When we adopt the stance of opposing teams over the divisive issues of our day, we have lost hold of the reality that we live in the paradox of a fallen world. When we accept paradox we understand…

  1. The problems are far more complex than we’d like to admit. They involve people–real people. So they are as diverse and complex as are the various parties involved.
  2. The answers are far more involved than we’re willing to face. We seem to want some sort of magic wand waved over the ideological canyons separating us that will fix the problem and make everyone happy.
  3. The solutions are far more demanding than we’re willing to accept. Real solutions require real involvement. The fix requires getting our own hands dirty. Such answers place demands on the “us” part of the “us-and-them” dichotomy we are so fond of drawing.

As believers in Jesus especially, we must see things from a very different perspective than that of the world around us.

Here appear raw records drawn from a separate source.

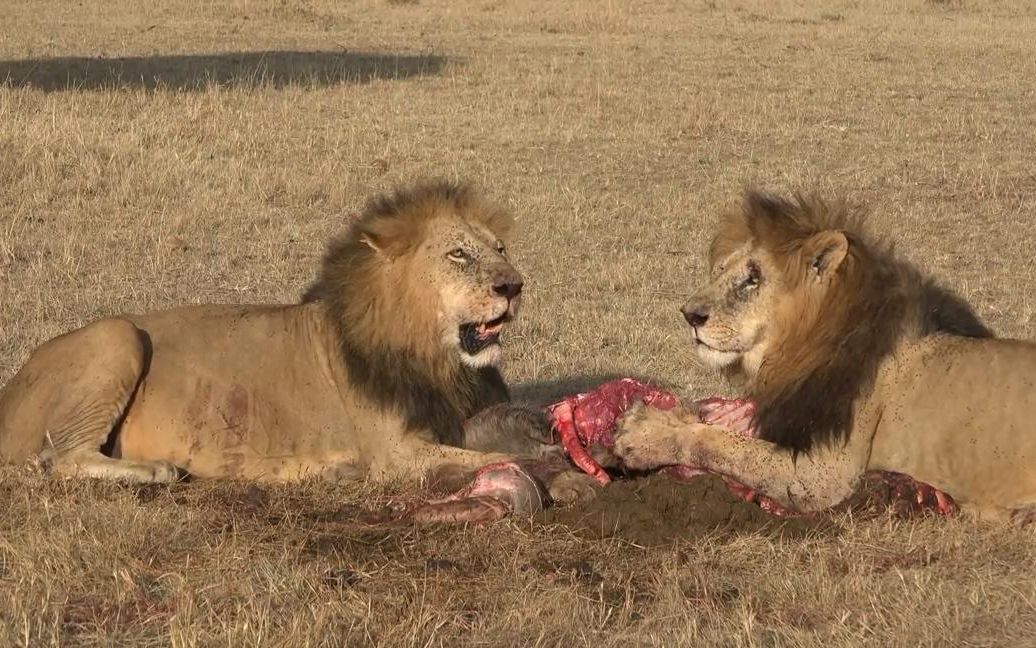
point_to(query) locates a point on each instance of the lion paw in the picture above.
(645, 440)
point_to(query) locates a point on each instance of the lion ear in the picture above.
(826, 251)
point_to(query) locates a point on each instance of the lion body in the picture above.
(857, 363)
(286, 392)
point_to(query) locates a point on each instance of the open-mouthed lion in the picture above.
(856, 363)
(375, 374)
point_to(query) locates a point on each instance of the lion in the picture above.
(374, 374)
(856, 361)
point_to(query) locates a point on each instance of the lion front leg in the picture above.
(648, 439)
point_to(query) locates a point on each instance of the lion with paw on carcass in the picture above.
(374, 374)
(856, 363)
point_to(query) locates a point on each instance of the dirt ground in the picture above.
(190, 152)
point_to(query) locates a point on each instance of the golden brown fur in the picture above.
(856, 361)
(831, 343)
(369, 376)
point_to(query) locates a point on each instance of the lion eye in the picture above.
(458, 255)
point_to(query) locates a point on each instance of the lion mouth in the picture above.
(477, 336)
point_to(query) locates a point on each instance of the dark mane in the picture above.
(829, 350)
(385, 327)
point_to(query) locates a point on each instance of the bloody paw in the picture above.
(495, 491)
(587, 420)
(902, 495)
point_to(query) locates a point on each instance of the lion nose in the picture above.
(695, 315)
(509, 287)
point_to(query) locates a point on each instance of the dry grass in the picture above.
(212, 151)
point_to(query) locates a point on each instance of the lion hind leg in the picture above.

We belong to the right-side-up kingdom in the middle of this upside-down culture.

We have to begin and end with Jesus.

His seemingly lopsided value placed on the disenfranchised and marginalized challenges our protective notions of rights and rules. His commitment to an invisible Kingdom runs counter to our nationalistic leanings. His passion for redemption and healing cut across the grain of our fondness for exclusion and isolation.

It is time for a more considered approach. One based on humility, justice, and mercy as Jesus defines them. It is OK to admit we don’t have all the answers, we all have a part to play and there is no silver bullet.

Imagine the answers Jesus could reveal for the calamities of our societies if we simply tried these three things:

  • Identify–authentically connect with people who are ACTUALLY facing the problems we are THEORETICALLY discussing. In this approach we say, “I want to understand.”
  • Be humble–Face the truth that none of us is infallible, all of us are valuable and together we can find credible ways forward. We hold firmly to our convictions, but with this mindset we say, “I could be wrong.”
  • Embrace community–understand that the highest goal is not to be right but to be redemptive. Experiencing and embracing community that unites instead of dogmatically clinging to ideologies that divide. This is where we simply admit, “I don’t have all the answers.”

You see, the “clear” answer–especially when it is the easy one–may or may not be true. It often is a thin veneer covering our unwillingness to wrestle with the inescapable uncertainty, perplexing duplicity and constant inequity of life together as a people.

Easy answers are most often easy because they are lazy.